VME-PPG32

From DaqWiki
Jump to navigation Jump to search

VME-PPG32 Pulse Pattern Generator

The VME-PPG32 is a VME FPGA board that generates precise digital pulse patterns on 32 NIM output channels. It is driven by a 100 MHz clock (10 ns resolution) and executes a small user-written program stored in on-board memory. Programs can contain loops, subroutines, and branches, making it possible to generate multi-period sequences that last from nanoseconds to hours from a few dozen instructions.

This page covers hardware specifications, the VME register interface, the instruction set, and a step-by-step programming tutorial.

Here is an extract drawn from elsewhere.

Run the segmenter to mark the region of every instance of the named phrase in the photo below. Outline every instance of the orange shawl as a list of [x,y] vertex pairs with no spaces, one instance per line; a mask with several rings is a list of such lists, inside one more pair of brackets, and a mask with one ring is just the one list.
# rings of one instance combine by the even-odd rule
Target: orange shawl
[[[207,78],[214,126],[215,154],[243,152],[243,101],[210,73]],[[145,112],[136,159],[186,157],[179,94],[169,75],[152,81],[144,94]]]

This page has been re-written for clarity with the help of an AI. For the old instructions see this page: VME-PPG32 (legacy)


How the PPG Works

Conceptually the PPG32 is a tiny processor dedicated to driving 32 output pins. You load a short program into its on-board memory, then trigger it; the board executes the program top-to-bottom and drives its NIM outputs accordingly.

Each instruction answers four questions:

  • Which outputs go HIGH? — the SET mask.
  • Which outputs go LOW? — the CLEAR mask.
  • For how long? — the delay count, in units of 10 ns.
  • What happens next? — the instruction type: continue to the next slot, loop, call a subroutine, branch, or halt.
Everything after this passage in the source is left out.